「MEDIAS X N-07D」フォトレビュー

薄さ7.8mm、フルスペックのXiスマートフォン


 「MEDIAS X N-07D」は、NECカシオ製の薄型Androidスマートフォンだ。かつて、薄型の携帯電話の代表的な存在だった“μシリーズ”のコンセプトを継承したモデルとされる。

 薄さ7.8mmというボディサイズに、フルスペックの機能を搭載したところが大きな特徴だ。製品のコンセプトや開発秘話は、本誌に掲載した開発者インタビューをぜひご一読いただきたい。今回は、写真中心で「MEDIAS X N-07D」をご紹介する。

 約1年4カ月前に登場した、初代「MEDIAS N-04C」は薄さ7.7mmで、おサイフケータイなどに対応したスマートフォンとして話題になった。その後登場したMEDIASシリーズは、防水対応、大容量バッテリー、デュアルコアプロセッサなど着々と進化してきたが、「MEDIAS X N-07D」は、新たにXiをサポートし、これまでのMEDIASシリーズの集大成とも言えるスペックに仕上げられている。

 高速通信のLTE方式によるサービス「Xi」に対応したほか、約4.3インチディスプレイ、裏面照射型CMOSセンサーを用いた約810万画素カメラ、防水(IPX5/IPX8)、防塵(IP5X)、おサイフケータイ、ワンセグ、赤外線通信などをサポート。さらにNECカシオならではの機能として、操作時に微小な振動で操作感を伝えるフィーリングタッチ、ワンセグを視聴しながらTwitterへ投稿できる機能、1.8Aの急速充電などが挙げられる。なお、パッケージにクレードル(充電ホルダ)が用意されており、ディスプレイを横長にした状態で机の上などに置けるようになっている。おくだけ充電には非対応だ。

 1.5GHz駆動のデュアルコアプロセッサを搭載するクアルコム製チップセット「MSM8960」を搭載する。これは今夏のハイエンドモデルの多くで搭載されているチップとなる。またストレージは8GB、メモリは1GBで、メモリカードはmicroSDHCカードに対応する。カメラは裏面照射型CMOSセンサーを採用し、今回、新たにHDR撮影機能(モルフォのMorpho HDR Ver.2.0)が利用できるようになった。

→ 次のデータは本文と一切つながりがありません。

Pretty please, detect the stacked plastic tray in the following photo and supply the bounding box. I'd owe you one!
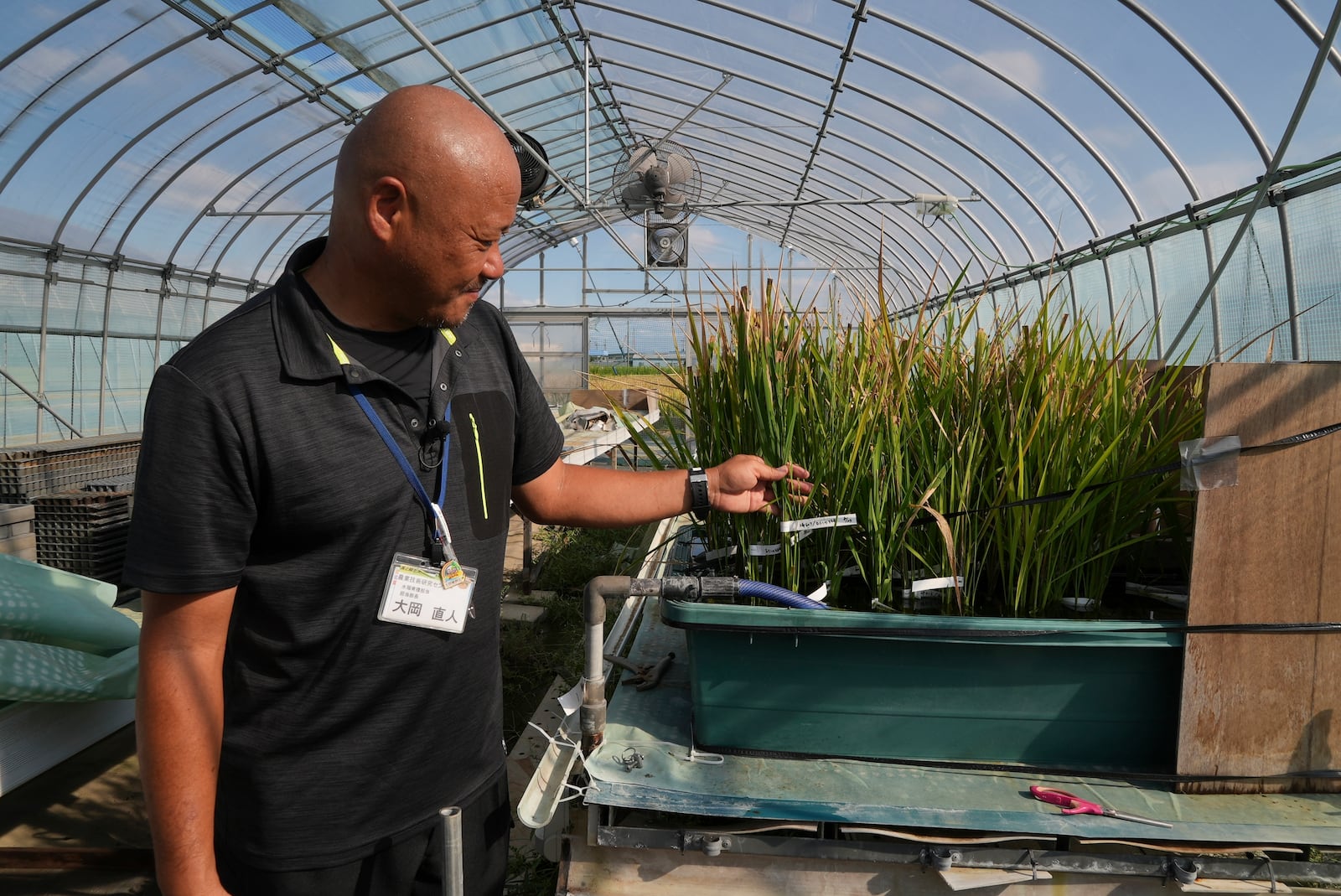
[0,433,139,583]
[0,433,139,505]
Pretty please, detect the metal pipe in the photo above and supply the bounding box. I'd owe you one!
[438,806,465,896]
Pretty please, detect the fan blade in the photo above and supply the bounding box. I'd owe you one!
[662,189,689,212]
[626,146,657,174]
[619,179,652,205]
[666,153,693,184]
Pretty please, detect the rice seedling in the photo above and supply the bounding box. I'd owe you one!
[627,264,1200,616]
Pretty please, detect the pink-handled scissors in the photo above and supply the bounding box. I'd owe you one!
[1028,785,1173,827]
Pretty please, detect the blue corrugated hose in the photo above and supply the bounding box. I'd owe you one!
[740,578,829,610]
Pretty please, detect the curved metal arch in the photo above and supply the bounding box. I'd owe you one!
[588,8,1142,230]
[0,0,111,79]
[640,111,1007,291]
[197,138,344,270]
[617,63,1035,277]
[608,54,1035,265]
[1118,0,1271,166]
[593,32,1083,257]
[161,122,344,267]
[0,9,199,193]
[60,71,252,246]
[614,103,935,292]
[605,42,1100,251]
[116,94,318,263]
[1276,0,1341,75]
[968,0,1207,199]
[248,201,330,283]
[849,55,1100,242]
[858,6,1142,219]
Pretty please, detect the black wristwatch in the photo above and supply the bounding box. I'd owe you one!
[689,467,712,523]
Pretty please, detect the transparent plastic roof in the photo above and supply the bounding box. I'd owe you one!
[0,0,1341,304]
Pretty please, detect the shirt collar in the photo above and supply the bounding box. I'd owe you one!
[271,236,474,381]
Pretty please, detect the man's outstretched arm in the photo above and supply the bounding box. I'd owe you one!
[136,589,236,896]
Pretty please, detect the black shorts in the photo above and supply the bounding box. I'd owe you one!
[216,770,512,896]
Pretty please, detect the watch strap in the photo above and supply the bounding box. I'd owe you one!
[689,467,712,522]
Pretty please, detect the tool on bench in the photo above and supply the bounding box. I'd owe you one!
[605,653,675,691]
[1028,785,1173,827]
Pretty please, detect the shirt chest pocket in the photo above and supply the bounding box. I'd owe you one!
[452,391,516,539]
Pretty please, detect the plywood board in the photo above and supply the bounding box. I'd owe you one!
[1178,364,1341,793]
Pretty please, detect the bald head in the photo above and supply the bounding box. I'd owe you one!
[306,85,521,330]
[331,85,520,230]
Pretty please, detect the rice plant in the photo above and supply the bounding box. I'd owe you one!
[624,268,1202,616]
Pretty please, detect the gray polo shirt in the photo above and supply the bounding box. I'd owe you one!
[123,240,563,871]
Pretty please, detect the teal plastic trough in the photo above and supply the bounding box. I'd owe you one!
[661,599,1183,773]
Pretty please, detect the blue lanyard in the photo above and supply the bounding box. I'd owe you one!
[326,330,454,561]
[349,384,452,517]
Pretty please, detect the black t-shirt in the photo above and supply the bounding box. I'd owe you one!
[123,241,563,871]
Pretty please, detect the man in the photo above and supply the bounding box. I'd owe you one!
[125,85,810,896]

 これまでの「MEDIAS」シリーズの中には、際立った薄さを印象付ける外観となる一方で、手で持ったとき、手のひらに当たる部分が四角くなっているものもあったが、「MEDIAS X N-07D」は丸みを帯びた形状で、手に持ってみると、67mmという横幅よりもコンパクトにホールドできる印象を与える。画面下のボタンは、ホームボタンのみハードキーとなり、左にメニューキー、右にバックキーが配置されている。このメニューキーとバックキーの配置は、多くのAndroid 4.0搭載端末と逆だが、「MEDIAS」シリーズの配置を継承した格好だ。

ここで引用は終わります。